What happened 

Shares of Veru (VERU -7.75%) surged 16.8% on Tuesday, after the biopharmaceutical company submitted an Emergency Use Authorization (EUA) application to the U.S. Food and Drug Administration (FDA) for its novel coronavirus oral drug candidate, sabizabulin. 

So what 

Sabizabulin is a once-daily antiviral and anti-inflammatory treatment for hospitalized patients with moderate to severe COVID-19, who are at high risk of acute respiratory distress syndrome. ARDS is an often-fatal condition that makes it difficult for people to breathe without a ventilator.

"COVID-19 new cases and hospitalizations are on the rise again with a summer and fall-winter peaks expected," Veru CEO Mitchell Steiner said in a press release. "Unfortunately, the death rate in hospitalized patients with moderate to severe COVID-19 who are at risk for ARDS remains and will continue to be unacceptably high with current standard of care."

A healthcare professional is swabbing a patient's nose to test for COVID-19.
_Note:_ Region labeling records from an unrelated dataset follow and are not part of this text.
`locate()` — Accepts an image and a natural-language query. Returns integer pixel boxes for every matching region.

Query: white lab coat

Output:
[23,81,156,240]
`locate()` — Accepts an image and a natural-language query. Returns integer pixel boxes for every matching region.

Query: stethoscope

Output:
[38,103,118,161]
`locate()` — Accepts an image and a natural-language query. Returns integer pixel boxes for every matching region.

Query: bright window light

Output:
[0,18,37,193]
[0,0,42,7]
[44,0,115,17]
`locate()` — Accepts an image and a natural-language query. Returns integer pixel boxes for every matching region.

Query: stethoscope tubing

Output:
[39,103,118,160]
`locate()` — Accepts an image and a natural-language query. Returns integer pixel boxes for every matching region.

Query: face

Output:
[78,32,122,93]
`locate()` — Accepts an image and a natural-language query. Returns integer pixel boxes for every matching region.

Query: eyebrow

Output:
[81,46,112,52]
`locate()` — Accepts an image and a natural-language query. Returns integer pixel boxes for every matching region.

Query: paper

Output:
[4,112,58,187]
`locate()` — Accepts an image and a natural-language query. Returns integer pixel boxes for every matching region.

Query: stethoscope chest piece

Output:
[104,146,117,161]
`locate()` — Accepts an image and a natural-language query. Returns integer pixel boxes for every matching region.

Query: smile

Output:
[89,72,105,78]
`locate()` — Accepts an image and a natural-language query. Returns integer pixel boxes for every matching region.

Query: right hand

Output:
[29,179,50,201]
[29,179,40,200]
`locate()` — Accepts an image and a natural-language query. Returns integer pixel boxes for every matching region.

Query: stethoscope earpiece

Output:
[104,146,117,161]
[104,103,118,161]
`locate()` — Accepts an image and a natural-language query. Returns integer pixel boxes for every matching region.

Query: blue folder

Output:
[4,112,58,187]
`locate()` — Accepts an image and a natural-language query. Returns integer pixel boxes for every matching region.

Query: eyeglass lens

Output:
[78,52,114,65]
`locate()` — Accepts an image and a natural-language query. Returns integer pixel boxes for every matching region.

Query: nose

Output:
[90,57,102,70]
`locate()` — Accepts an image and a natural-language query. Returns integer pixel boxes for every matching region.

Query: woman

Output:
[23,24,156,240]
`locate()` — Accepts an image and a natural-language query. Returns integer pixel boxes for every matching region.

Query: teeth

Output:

Image source: Getty Images.

In April, Veru announced promising results from a phase 3 study that showed sabizabulin reduced deaths in hospitalized patients with moderate to severe COVID-19 by 55%. The trial was halted because of the overwhelming efficacy of the drug.

"By reducing deaths in hospitalized COVID-19 patients, sabizabulin has great potential to play a critical role in the battle against COVID-19," Steiner said. "We are moving as quickly as possible to get this potential treatment to patients by expeditiously submitting this request for EUA application."

Now what 

As it awaits the FDA's decision, Veru is ramping up its drug production capabilities. The company also intends to request emergency authorization for sabizabulin from international regulatory agencies.

If Veru is granted EUA from the FDA and other healthcare regulators, demand for its new COVID-19 treatment could be strong. And sales of the drug could drive its share price significantly higher in the weeks and months ahead.